With less than a month until the city requires cigarette packs to be sold at a $15 minimum, many local tobacco shops are already seeing the price hike take effect.
The Minneapolis City Council unanimously passed the cigarette price ordinance on April 25 which will take effect July 8. According to MPR, this is likely the highest price in the country.
The ordinance will also affect chewing tobacco, snuff and cigars but not tobacco or nicotine vapes. Some council members, Katie Cashman (Ward 7) and Aurin Chowdhury (Ward 10) expressed interest in proposing similar regulations for vape products.
Council member LaTrisha Vetaw (Ward 4) said she strived to author the bill because of her background in public health and watching close family members grapple with addiction.
“I educated myself on the dangers of smoking,” Vetaw said. “It was kind of a personal mission to just, like, educate people in no way that I’d ever think I would have a job where I could do it.”
Vetaw said the City Council landed on the $15 per pack price tag after collecting data and conversing with tobacco store owners. On average, a pack of cigarettes costs around $13.50 per pack before the ordinance, Vetaw added.
Marianna Peters, manager of The Hideaway, a smoke shop in Dinkytown, said since their prices have not changed yet, they have seen more customers looking to buy cigarettes than ever before.
Peters said she has been hearing a lot of customers planning to quit or cut down on smoking once the ordinance takes place.
“A lot of people are saying they’re going to try to quit, but they’re doubtful that they will,” Peters said. “What will happen is people are saying ‘I quit,’ it’s going to increase the (sale of) vapes.”
Vetaw said she heard a flow of positive responses from community members about the ordinance. According to Vetaw, this ordinance has pushed some to quit smoking.

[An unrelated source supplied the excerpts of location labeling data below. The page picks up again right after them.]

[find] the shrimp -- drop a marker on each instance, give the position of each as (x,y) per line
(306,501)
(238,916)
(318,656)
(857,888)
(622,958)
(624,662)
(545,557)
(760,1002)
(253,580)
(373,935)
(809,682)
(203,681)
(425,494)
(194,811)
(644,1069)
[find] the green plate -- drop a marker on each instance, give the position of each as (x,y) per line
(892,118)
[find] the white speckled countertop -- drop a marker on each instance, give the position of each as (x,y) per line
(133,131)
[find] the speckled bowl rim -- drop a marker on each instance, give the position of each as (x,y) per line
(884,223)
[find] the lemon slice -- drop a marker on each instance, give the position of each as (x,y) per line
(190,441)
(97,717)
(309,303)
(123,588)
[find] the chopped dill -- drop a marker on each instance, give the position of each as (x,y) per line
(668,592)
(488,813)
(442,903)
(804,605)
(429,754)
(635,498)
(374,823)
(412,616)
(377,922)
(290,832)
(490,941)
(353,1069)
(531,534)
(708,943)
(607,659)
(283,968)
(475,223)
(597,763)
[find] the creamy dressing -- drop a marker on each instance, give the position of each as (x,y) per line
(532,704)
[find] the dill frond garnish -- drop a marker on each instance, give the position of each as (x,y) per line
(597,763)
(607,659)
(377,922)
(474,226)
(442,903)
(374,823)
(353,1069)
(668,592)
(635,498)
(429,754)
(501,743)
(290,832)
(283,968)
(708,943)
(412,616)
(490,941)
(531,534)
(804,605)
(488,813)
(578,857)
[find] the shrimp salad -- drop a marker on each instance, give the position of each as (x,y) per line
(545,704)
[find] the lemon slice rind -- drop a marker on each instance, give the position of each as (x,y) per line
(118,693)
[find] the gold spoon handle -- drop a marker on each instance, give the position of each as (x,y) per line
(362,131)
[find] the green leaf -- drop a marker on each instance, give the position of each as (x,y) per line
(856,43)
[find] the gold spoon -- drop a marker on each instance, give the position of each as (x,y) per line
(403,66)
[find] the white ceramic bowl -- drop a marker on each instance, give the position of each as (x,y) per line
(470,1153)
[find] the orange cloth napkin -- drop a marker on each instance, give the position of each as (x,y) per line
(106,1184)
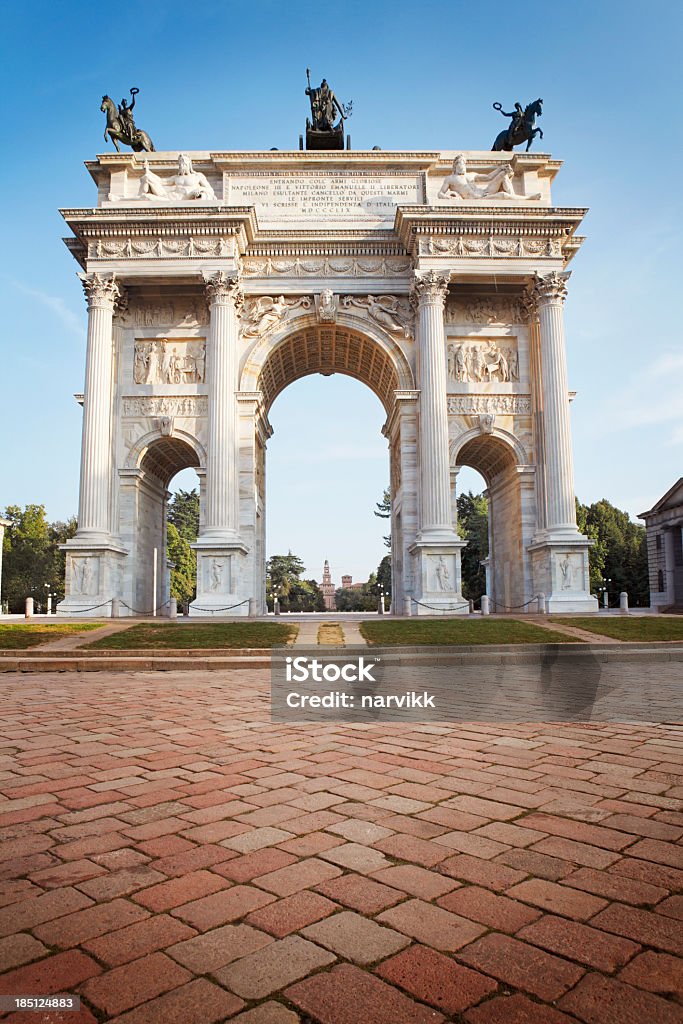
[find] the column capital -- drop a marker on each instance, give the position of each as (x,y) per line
(549,288)
(223,289)
(430,288)
(101,291)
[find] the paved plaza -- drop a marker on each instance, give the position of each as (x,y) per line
(170,855)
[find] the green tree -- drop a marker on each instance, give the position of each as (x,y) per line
(473,527)
(383,511)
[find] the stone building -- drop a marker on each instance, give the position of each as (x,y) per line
(215,280)
(328,589)
(665,549)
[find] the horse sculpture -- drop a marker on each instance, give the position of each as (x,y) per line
(521,129)
(122,128)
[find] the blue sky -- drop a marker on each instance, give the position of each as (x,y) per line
(231,77)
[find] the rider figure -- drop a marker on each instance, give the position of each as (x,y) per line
(126,116)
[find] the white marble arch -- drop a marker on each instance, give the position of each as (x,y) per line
(148,468)
(392,381)
(504,462)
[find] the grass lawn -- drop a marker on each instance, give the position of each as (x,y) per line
(647,628)
(18,636)
(228,635)
(455,631)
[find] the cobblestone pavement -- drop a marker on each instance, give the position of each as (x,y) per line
(171,856)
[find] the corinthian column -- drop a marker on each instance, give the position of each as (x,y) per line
(93,510)
(549,293)
(221,518)
(430,290)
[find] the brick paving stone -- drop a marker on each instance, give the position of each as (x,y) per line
(292,913)
(560,899)
(252,864)
(58,973)
(37,909)
(18,949)
(130,984)
(175,892)
(204,953)
(355,938)
(431,925)
(657,973)
(200,1001)
(193,860)
(614,887)
(481,872)
(515,1009)
(416,881)
(532,862)
(521,966)
(267,1013)
(72,930)
(121,883)
(360,893)
(348,995)
(580,942)
(641,926)
(436,979)
(488,908)
(292,879)
(222,907)
(137,940)
(604,1000)
(268,970)
(419,851)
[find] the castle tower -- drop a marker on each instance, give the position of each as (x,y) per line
(328,589)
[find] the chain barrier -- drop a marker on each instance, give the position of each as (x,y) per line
(440,607)
(226,608)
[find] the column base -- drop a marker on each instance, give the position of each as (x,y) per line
(560,569)
(93,578)
(436,578)
(220,580)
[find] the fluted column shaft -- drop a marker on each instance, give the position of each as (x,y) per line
(549,294)
(221,519)
(429,295)
(93,509)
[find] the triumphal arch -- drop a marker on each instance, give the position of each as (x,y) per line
(215,280)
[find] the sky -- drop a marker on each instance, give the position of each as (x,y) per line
(231,77)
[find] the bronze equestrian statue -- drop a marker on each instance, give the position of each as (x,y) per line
(521,128)
(121,127)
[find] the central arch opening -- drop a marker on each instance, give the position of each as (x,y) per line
(329,464)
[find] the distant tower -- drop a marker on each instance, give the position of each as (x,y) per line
(328,589)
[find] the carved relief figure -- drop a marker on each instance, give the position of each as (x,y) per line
(184,186)
(261,314)
(442,576)
(482,361)
(385,310)
(496,184)
(159,363)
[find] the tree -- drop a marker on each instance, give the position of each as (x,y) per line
(473,527)
(182,518)
(383,511)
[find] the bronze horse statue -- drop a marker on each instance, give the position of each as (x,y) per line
(522,127)
(121,127)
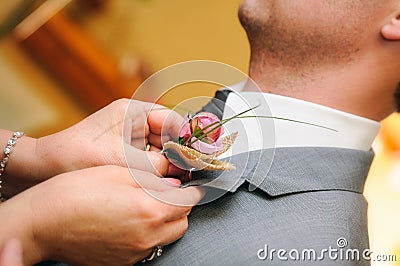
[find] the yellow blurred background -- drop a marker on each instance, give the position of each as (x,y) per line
(61,60)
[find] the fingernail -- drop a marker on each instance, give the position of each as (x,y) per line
(172,182)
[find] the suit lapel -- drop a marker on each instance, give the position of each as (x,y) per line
(292,170)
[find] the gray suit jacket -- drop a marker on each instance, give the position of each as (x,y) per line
(310,199)
(308,203)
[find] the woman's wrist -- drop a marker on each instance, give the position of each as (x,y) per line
(23,165)
(17,223)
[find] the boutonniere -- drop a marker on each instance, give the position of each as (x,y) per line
(201,140)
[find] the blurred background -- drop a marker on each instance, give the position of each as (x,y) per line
(61,60)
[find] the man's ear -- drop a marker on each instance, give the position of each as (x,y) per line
(391,30)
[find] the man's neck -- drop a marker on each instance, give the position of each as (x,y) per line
(354,88)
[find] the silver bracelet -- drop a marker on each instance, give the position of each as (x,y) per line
(7,152)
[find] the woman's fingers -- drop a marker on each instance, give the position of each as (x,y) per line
(149,161)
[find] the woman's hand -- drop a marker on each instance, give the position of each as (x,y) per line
(99,216)
(115,135)
(122,128)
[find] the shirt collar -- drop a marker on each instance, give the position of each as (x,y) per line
(350,131)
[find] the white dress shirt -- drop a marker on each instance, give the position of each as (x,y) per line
(346,130)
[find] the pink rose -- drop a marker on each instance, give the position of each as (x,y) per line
(211,142)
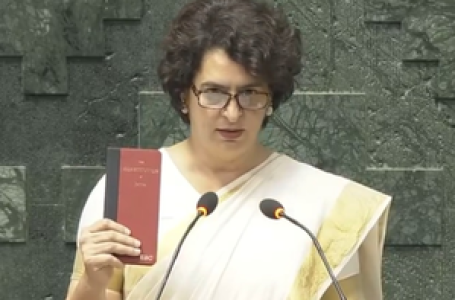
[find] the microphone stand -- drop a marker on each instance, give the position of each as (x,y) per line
(321,254)
(176,253)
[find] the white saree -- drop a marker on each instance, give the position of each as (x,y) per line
(238,254)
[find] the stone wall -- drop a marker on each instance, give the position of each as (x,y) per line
(375,103)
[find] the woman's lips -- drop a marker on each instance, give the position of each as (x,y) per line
(230,134)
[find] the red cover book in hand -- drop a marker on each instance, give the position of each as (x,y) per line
(133,179)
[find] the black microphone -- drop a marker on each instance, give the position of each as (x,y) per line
(205,206)
(275,210)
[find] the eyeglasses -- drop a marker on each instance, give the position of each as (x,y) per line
(213,98)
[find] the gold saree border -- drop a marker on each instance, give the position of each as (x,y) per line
(340,235)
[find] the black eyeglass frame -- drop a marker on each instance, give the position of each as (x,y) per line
(197,92)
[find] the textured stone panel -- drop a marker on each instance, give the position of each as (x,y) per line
(77,183)
(322,129)
(41,267)
(413,273)
(325,130)
(449,225)
(13,214)
(123,10)
(334,44)
(417,208)
(46,34)
(159,124)
(402,129)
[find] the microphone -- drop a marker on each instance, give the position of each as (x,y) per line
(205,206)
(275,210)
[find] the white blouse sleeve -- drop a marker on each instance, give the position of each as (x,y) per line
(94,207)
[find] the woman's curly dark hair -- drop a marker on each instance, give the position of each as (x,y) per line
(255,35)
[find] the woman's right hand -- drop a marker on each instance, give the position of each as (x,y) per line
(99,243)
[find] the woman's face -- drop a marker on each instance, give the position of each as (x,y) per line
(220,124)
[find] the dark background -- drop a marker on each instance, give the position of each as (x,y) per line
(374,103)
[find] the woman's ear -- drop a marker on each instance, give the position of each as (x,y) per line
(183,98)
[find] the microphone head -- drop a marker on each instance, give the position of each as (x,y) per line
(207,203)
(271,208)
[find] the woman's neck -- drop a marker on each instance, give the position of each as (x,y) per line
(212,161)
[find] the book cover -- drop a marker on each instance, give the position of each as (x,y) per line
(133,179)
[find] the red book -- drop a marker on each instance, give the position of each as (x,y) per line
(133,179)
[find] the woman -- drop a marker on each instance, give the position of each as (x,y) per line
(228,65)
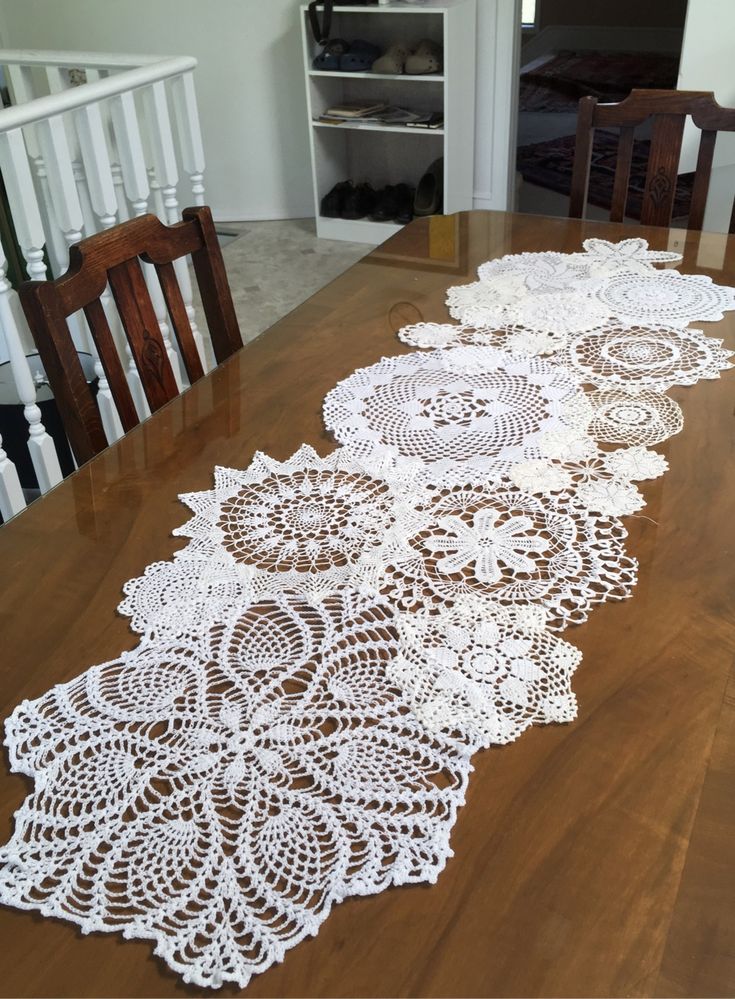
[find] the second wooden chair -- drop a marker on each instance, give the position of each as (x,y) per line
(112,257)
(668,110)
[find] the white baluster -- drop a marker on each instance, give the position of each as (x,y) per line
(135,179)
(29,230)
(122,202)
(102,203)
(20,80)
(189,133)
(12,500)
(166,178)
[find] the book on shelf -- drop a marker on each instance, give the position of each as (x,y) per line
(354,109)
(383,115)
(433,119)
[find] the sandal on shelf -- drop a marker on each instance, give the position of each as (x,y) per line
(393,60)
(430,190)
(428,58)
(328,59)
(359,58)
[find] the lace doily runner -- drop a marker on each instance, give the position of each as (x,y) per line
(339,636)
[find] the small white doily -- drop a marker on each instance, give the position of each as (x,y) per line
(555,312)
(665,298)
(639,357)
(471,411)
(541,273)
(219,795)
(302,525)
(622,417)
(483,677)
(484,545)
(605,259)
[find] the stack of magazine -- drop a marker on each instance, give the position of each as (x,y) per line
(376,113)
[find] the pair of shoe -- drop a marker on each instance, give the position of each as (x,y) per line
(425,58)
(429,196)
(345,57)
(349,201)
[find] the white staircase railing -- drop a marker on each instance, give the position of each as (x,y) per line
(90,140)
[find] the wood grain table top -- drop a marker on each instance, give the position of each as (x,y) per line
(591,859)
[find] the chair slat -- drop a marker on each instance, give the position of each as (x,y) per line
(663,166)
(73,396)
(622,174)
(214,288)
(582,157)
(702,178)
(180,321)
(141,327)
(110,360)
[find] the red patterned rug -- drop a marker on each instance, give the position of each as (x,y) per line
(549,165)
(558,84)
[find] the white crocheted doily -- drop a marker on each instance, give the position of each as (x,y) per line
(218,795)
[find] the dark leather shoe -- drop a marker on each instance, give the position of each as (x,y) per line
(358,202)
(430,191)
(386,205)
(333,202)
(404,212)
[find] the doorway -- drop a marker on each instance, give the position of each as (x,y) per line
(571,48)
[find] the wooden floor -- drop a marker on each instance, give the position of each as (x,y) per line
(591,859)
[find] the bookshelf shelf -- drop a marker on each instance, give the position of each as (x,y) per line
(390,154)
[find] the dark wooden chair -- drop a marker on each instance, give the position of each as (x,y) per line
(669,110)
(112,256)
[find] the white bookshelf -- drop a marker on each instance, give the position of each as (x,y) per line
(398,154)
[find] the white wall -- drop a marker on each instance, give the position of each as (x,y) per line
(498,46)
(706,63)
(249,83)
(250,86)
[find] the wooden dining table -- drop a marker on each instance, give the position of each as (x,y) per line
(595,858)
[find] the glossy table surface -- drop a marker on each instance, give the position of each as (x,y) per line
(592,859)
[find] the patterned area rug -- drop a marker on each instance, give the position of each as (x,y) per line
(610,76)
(549,165)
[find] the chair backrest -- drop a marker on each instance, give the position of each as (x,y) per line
(669,110)
(111,257)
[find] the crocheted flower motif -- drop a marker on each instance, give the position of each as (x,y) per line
(540,476)
(666,298)
(510,337)
(628,256)
(484,304)
(433,335)
(470,411)
(601,481)
(636,463)
(508,303)
(644,357)
(219,795)
(483,678)
(304,525)
(542,273)
(641,418)
(483,545)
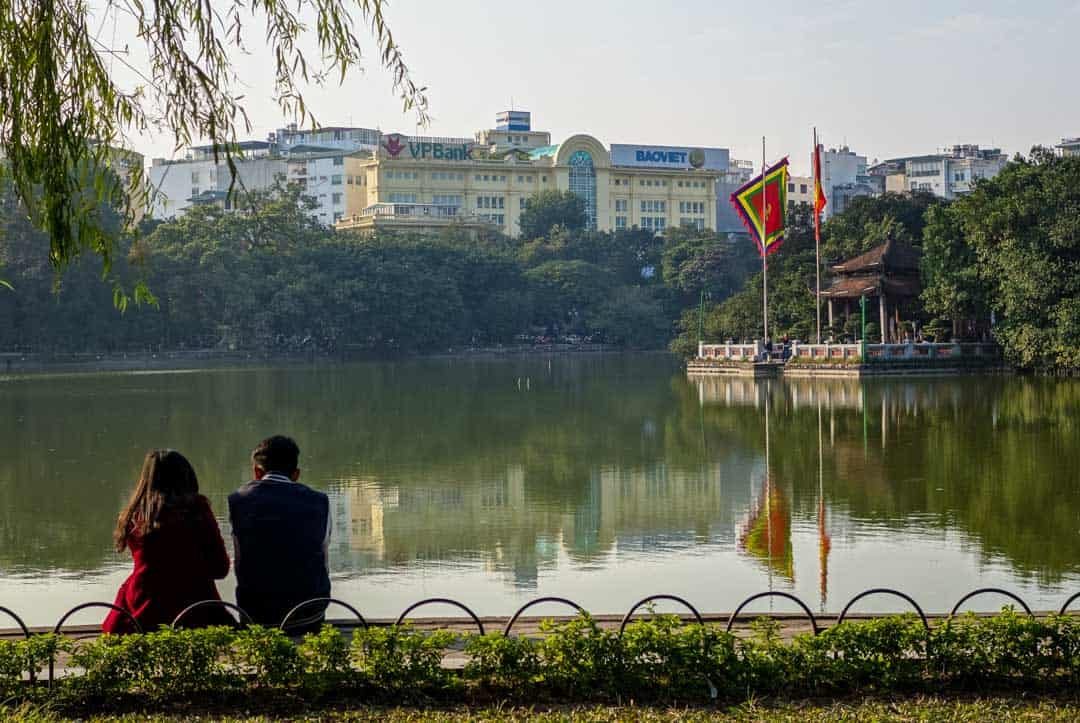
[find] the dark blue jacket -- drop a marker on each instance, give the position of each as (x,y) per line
(281,530)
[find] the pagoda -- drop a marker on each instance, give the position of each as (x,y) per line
(890,272)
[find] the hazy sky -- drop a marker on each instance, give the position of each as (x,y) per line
(886,78)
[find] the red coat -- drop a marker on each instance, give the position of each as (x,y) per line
(175,565)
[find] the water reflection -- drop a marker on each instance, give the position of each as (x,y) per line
(598,478)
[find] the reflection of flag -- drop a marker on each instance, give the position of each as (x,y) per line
(768,532)
(819,192)
(767,229)
(824,545)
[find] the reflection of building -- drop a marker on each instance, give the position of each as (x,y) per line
(767,533)
(499,524)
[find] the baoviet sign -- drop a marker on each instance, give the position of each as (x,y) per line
(397,146)
(670,157)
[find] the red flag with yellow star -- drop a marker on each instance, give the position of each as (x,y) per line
(767,229)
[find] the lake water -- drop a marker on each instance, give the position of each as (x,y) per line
(597,478)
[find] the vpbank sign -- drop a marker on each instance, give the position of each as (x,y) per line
(399,146)
(670,157)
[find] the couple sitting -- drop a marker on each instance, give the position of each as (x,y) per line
(281,531)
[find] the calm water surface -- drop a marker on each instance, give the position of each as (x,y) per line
(598,478)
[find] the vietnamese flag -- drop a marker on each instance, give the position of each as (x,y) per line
(768,228)
(819,192)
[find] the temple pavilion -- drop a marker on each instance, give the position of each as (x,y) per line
(888,273)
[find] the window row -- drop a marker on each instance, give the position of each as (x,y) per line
(490,201)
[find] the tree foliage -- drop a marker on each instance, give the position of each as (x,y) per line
(65,118)
(1013,246)
(271,278)
(550,209)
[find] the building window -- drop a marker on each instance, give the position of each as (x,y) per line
(583,184)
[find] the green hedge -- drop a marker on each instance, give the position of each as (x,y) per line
(658,659)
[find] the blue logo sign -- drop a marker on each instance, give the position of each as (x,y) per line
(644,156)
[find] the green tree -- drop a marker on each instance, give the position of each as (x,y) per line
(64,115)
(550,209)
(1013,244)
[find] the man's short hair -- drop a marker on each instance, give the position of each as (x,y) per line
(277,454)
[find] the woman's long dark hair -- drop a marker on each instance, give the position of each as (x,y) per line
(167,481)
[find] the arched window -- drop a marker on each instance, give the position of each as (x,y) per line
(583,184)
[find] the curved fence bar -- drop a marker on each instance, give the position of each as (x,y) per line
(447,601)
(562,601)
(64,618)
(244,617)
(329,601)
(22,626)
(980,591)
(888,591)
(774,593)
(1068,602)
(630,613)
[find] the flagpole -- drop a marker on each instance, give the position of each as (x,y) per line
(817,231)
(765,266)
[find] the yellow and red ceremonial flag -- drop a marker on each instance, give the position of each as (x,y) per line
(767,228)
(819,192)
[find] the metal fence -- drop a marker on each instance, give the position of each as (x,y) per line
(243,618)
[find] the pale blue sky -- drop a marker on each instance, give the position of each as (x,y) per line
(887,78)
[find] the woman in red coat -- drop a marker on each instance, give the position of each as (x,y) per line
(176,546)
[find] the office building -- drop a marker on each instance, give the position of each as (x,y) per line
(947,174)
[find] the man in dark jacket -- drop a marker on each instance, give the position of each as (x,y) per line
(281,533)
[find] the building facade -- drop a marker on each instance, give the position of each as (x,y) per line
(947,174)
(1069,147)
(311,158)
(412,181)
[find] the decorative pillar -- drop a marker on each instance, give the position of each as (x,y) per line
(885,318)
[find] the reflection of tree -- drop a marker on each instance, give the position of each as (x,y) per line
(767,534)
(994,457)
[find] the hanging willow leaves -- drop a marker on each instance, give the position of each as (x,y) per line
(65,121)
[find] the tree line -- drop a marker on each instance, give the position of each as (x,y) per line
(1008,255)
(271,278)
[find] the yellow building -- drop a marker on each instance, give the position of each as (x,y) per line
(429,184)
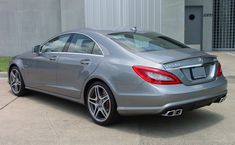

Teren Olvera, an employee at Campus Market and Tobacco in Dinkytown, said he heard many customers were coming to the store because their prices had also not raised to $15 yet. Olvera added many customers are buying around 10 packs of cigarettes to stock up.
“We don’t allow much more sale past that just because if we allow everyone to buy all the cigarettes they could, we’d be gone right away,” Olvera said. “We’ve definitely had a lot more sales knowing that (the ordinance) is gonna come soon.”
Vetaw said the ordinance could discourage smoke shops from selling cigarettes in the future, however, she added that the tobacco industry tends to create newer and more affordable options quicker than the Council can enact policies.
“While we’re working on raising this price, they’re busy creating something different and more affordable,” Vetaw said. “That’s why there’s always the opportunity for policy change.”
Olvera said some customers plan to turn to alternatives like nicotine pouches, which will raise those products’ popularity, while others said they would drive to a different state to get more affordable cigarettes.
Peters said she expects people to start switching to other products, like flavored nicotine vapes, once the ordinance takes effect. Peters added Hideaway does not fear future restrictions, but a ban on flavor cartridges would be tough for their sales.
Peters said the tobacco industry is usually ahead with new products and innovations, making most restrictions or bans on products too late to harm businesses. Peters said if there is a flavor pod ban, people will still vape nicotine but with no flavor.
“We do have a vape that’s got two separate pods, so it has a nicotine pod and then a flavor pod,” Peters said. “So we kind of have that to hopefully counteract that.”
John Dringus
Jun 12, 2024 at 12:05 pm
Everyone in the comment section is being a major biznatch, besides being completely uncreative squares and stiffs. Grow your own tobacco and make with it what you’d like, you can smoke it, chew it or even snort it. We should be limiting the profits of huge tobacco and instead encouraging horticultural endeavors and possibly even an underground network of safe, affordable small-scale tobacco.
Gina
Jun 11, 2024 at 12:35 pm
This is only a Minneapolis policy, so it will only impact people without the transportation necessary to leave the city and buy cigarettes elsewhere. It will function essentially as a poverty tax. Why are we devoting resources to harming poor addicts and the future business of Minneapolis smoke shops when we could be helping people connect to resources for quitting instead?
Ken DeYoe
Jun 10, 2024 at 2:22 pm
Government overreach in action. Period. Minneapolis City Council has become a perilous group dividing the city and making it worse. Politicians need not be anyone’s parents.
Thomas
Jun 10, 2024 at 10:31 am
“It was kind of a personal mission to just, like, educate people in no way that I’d ever think I would have a job where I could do it.”
These are clearly the words of an extremely educated, intelligent person.
Steve Hauser
Jun 10, 2024 at 9:28 am
I wonder if the Mpls councilpersons will be coming forth with new laws governing soda and/or fast foods. And why not mandatory exercise? Clearly, the council knows more about what is/isn’t healthy than the do their constituents.